Software Defined Vehicles
Interview with Peter Gliwa, GLIWA
“Wouldn’t it be good if someone designed a dedicated embedded processor?”
Precise timing is becoming the make-or-break factor for embedded software. Peter Gliwa, CEO of GLIWA, explains why developers must close the gap between virtual and real-world behavior – and why future ECUs need processors truly built for determinism.
Peter Gliwa has spent more than two decades working at the forefront of embedded timing — from developing the timing suite T1 to guiding global projects on real-time performance and RTOS design. Before founding GLIWA in 2003, he worked at ETAS as a developer and later as product manager for the ERCOSEK operating system, and also lectured in microcomputer technology.
As a speaker at the upcoming Automotive Computing Conference in Munich, Gliwa discusses why precise timing is essential for reliability in software-defined vehicles — and why the industry urgently needs processors purpose-built for deterministic performance.
ADT: Timing has become one of the critical bottlenecks in embedded software. From your perspective, what are the most underestimated challenges developers face when scaling software complexity in modern ECUs?

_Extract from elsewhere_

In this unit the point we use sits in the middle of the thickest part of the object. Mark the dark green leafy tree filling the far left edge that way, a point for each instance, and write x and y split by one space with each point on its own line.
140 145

Gliwa: The biggest problem in this context is the lack of awareness. People are often not aware of what their timing, their scheduling, their communication, and their synchronization really look like. Simulations, static analyses, and virtual ECUs all have their valid use cases, but they describe a model-based, a virtual world. In the end, however, we are building real cars. Neglecting the real world and what the timing looks like there will cause task forces and result in less safe, less reliable embedded systems. The gap between the virtual world and the real world is bigger than expected!
At the ACC 2025, you’ll address the differences between real-time and non-real-time operating systems. How do processor architectures influence timing behavior – and what strategies help ensure deterministic performance in increasingly heterogeneous systems?
This is a tricky question because most people will dislike my answer. When building safety-relevant embedded systems, you should always think “worst case” with respect to timing. The timing constraints must be met under all realistic conditions. However, the processor architectures and operating systems designed for high-performance computing, desktop PCs, phones, etc., are barely a good fit for hard real-time constraints. These architectures and operating systems are designed for maximum throughput. This means their execution and response times are low on average. In the worst case, they might perform very badly. Nevertheless, the embedded world seems to take whatever the high-performance computing world comes up with. Wouldn’t it be good if someone designed a dedicated embedded processor? Apitronix is a company going in this direction.
GLIWA is known for its deep expertise in timing analysis and optimization. How do you see the role of precise timing management evolving as the industry moves toward software-defined and AI-assisted vehicle platforms?
I see three kinds of platforms: a) the classical embedded ECU, b) the POSIX-based high-performance control unit with or without AI, and c) a centralized approach using RCP. All come with their individual timing requirements, which should be addressed already in the design phase. Here, scheduling simulation can help to get a clear picture and shape the design. As soon as a first version of the system is up and running, measuring, tracing, and supervising the timing on “the real thing” is essential – for all three kinds of platforms.